Strictly speaking the record, even if the data can not be certain as to compare different calculation to understand, however, the relationship between share value and volume, in 2001, according to calculations Nomisma Italy in the retail channel (which presumably here also includes wine) counted for 68.1%, the remaining one-trade 31.9%. Very different, the ratio of sales value, which gives both 50%.

Source AGI / Vinitaly
Photo by Jerry Holtaway

Sunday, January 15, 2006

Cruising Spot In Fort Worth

Quebec: bickering on imports of wine from Trentino

translate the news appeared on Vitisphere .
Strange case in Quebec where SAQ, the state monopoly for wine and spirits is said to have invited several of its European suppliers who invoice in euro to raise their wholesale prices at last to avoid a lowering of retail prices of their products.
In fact, a fall in prices caused dall'aggiustamento exchange rate with the euro would have an impact on the turnover of the SAQ. The case, revealed by the Quebec newspaper La Presse Affaires, has startled the Quebec Association of the staff of wines, beers and spirits (AQAVBS), agents that are normally the interface between the suppliers and the SAQ. The president, Yves Michaud, reacted with communication sent to the PDG [Chairman and Chief Executive Officer ed] the SAQ: "We were informed that the SAQ has adopted practices to suppliers by ordering them to raise prices to values 'origin.

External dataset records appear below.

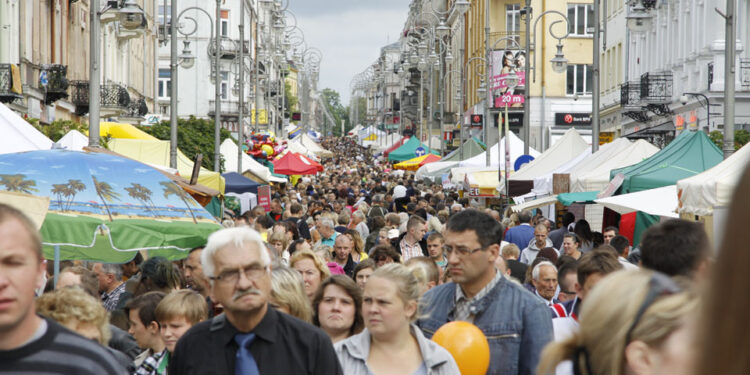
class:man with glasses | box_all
[168,228,342,374]
[417,209,552,374]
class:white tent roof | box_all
[532,138,631,194]
[414,161,458,180]
[531,148,593,195]
[0,103,52,154]
[301,133,333,158]
[510,128,589,181]
[594,185,679,217]
[677,142,750,216]
[458,132,540,168]
[219,138,284,182]
[55,129,89,151]
[570,139,659,192]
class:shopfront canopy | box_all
[0,103,52,154]
[107,138,224,194]
[273,152,323,175]
[677,145,750,216]
[221,172,260,194]
[388,137,440,161]
[610,131,723,194]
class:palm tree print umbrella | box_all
[0,150,220,263]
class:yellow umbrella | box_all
[393,154,441,171]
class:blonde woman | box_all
[537,270,698,375]
[335,263,460,375]
[289,250,331,301]
[270,264,313,323]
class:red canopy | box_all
[273,152,323,175]
[383,137,411,157]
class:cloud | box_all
[290,0,409,105]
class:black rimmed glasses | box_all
[210,264,268,284]
[625,273,682,345]
[443,245,487,257]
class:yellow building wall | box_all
[464,0,593,110]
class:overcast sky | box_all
[289,0,410,105]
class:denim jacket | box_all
[417,277,553,375]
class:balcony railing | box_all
[71,81,130,116]
[208,100,242,116]
[0,64,22,103]
[490,31,526,51]
[125,98,148,117]
[39,64,70,105]
[208,37,250,59]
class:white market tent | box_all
[458,132,540,168]
[509,128,589,181]
[414,161,458,180]
[677,142,750,216]
[55,129,89,151]
[0,103,53,154]
[300,133,333,158]
[219,138,286,183]
[346,125,363,135]
[594,185,679,218]
[531,148,594,195]
[570,139,659,192]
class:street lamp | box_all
[625,0,654,32]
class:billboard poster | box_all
[491,49,526,108]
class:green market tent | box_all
[441,137,485,161]
[388,137,440,161]
[610,131,723,194]
[557,191,599,206]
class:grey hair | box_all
[531,260,557,281]
[102,263,122,281]
[320,219,335,229]
[201,227,271,277]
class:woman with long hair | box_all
[537,270,700,375]
[335,264,460,375]
[313,275,364,344]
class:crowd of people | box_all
[0,138,750,375]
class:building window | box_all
[220,10,229,36]
[566,64,593,95]
[159,69,172,99]
[568,4,594,36]
[505,4,521,34]
[221,72,229,100]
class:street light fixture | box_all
[625,0,654,32]
[549,41,568,73]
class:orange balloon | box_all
[432,321,490,375]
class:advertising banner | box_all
[490,50,526,108]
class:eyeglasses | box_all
[625,273,682,345]
[210,264,268,284]
[443,245,487,257]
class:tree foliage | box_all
[708,129,750,151]
[138,116,231,170]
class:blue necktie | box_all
[234,333,260,375]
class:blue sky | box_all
[289,0,410,105]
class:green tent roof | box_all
[610,131,723,194]
[388,137,440,161]
[557,191,599,206]
[441,137,485,161]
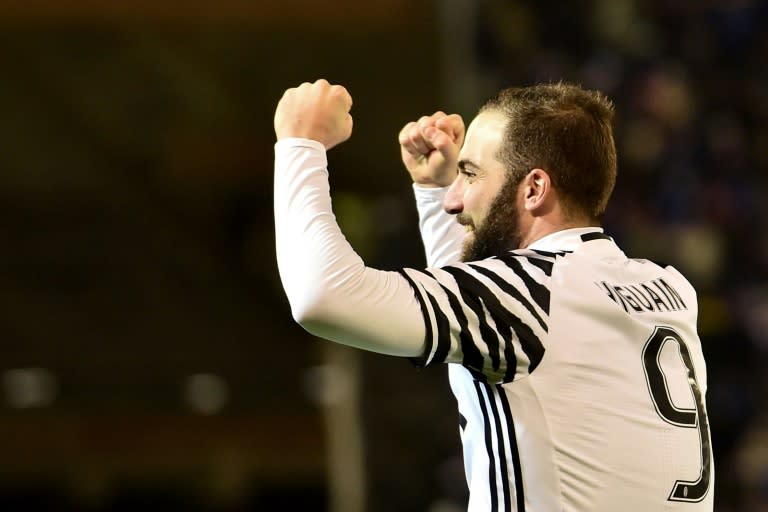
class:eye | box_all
[459,168,477,183]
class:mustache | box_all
[456,213,475,228]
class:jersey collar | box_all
[526,227,606,252]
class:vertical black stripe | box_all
[525,256,555,277]
[426,292,451,363]
[424,271,487,381]
[398,270,433,366]
[487,386,512,512]
[475,381,499,512]
[581,231,612,242]
[496,384,525,512]
[443,267,501,370]
[444,267,547,376]
[499,254,549,314]
[468,265,549,331]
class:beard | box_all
[456,179,522,262]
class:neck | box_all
[520,217,599,248]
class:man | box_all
[275,80,714,512]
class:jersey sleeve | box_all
[274,139,425,357]
[401,251,555,383]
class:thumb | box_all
[424,126,458,160]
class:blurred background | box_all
[0,0,768,512]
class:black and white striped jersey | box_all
[275,139,714,512]
[412,188,714,512]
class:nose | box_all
[443,174,464,215]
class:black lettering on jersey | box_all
[641,283,670,311]
[595,278,688,313]
[613,286,643,312]
[595,281,629,313]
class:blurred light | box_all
[184,373,229,414]
[3,368,58,409]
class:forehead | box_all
[459,110,507,163]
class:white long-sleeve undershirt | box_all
[274,138,461,357]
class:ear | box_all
[522,169,552,214]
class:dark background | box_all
[0,0,768,512]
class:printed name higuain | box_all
[595,278,688,313]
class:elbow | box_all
[288,290,329,336]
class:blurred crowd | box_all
[476,0,768,511]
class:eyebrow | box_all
[458,158,480,171]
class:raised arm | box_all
[274,80,425,357]
[398,112,466,267]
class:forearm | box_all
[274,139,425,357]
[413,185,466,267]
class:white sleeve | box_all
[274,139,426,357]
[413,184,466,267]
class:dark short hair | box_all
[480,82,616,220]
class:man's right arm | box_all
[398,112,466,267]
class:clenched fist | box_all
[398,112,464,187]
[275,79,352,149]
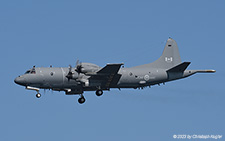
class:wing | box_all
[89,64,123,88]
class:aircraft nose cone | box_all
[14,76,26,85]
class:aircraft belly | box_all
[118,69,168,88]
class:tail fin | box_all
[149,38,181,69]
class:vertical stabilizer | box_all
[148,38,181,69]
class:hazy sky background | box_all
[0,0,225,141]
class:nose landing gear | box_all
[36,93,41,98]
[95,90,103,96]
[78,95,85,104]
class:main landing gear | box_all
[95,90,103,96]
[36,93,41,98]
[78,89,103,104]
[78,94,85,104]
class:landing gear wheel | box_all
[36,93,41,98]
[96,90,103,96]
[78,96,85,104]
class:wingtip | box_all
[206,70,216,73]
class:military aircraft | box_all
[14,38,215,104]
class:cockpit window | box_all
[25,70,30,74]
[25,66,36,74]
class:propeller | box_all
[66,65,73,81]
[75,60,83,74]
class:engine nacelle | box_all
[81,63,100,73]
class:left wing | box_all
[89,64,123,88]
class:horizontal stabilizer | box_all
[167,62,191,72]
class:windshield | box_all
[25,68,36,74]
[25,70,30,74]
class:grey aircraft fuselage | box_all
[14,38,215,103]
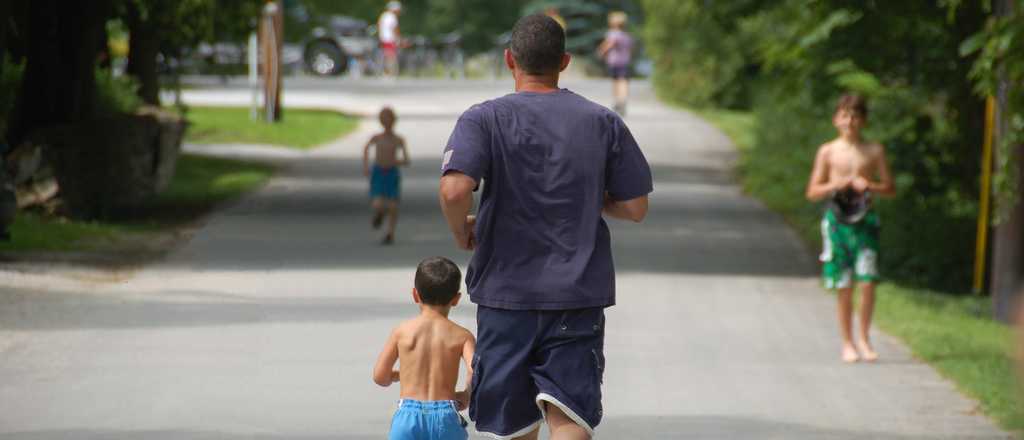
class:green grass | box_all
[185,106,358,149]
[695,106,1024,433]
[876,282,1024,433]
[0,155,273,252]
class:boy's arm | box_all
[362,136,377,176]
[867,144,896,196]
[374,328,398,387]
[455,334,476,409]
[805,145,849,202]
[398,137,410,167]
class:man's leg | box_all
[515,427,541,440]
[857,282,879,360]
[544,402,590,440]
[838,288,859,362]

In several cases the SAQ should enlist some of its leaders to a decrease of 2.5% for its benefit in return for higher prices. The board has asked me to inform you that such practices by a company of the state are against the public interest and those of consumers. "
addition, the Board questions the legality of the procedure adopted by the SAQ minutes with suppliers in reference to the Office Federal competition (price fixing) and the regulations of the Civil Code in connection with trade. For its part, the SAQ
he has not asked this price increase, as will be confirmed by some suppliers ... who wished to remain anonymous.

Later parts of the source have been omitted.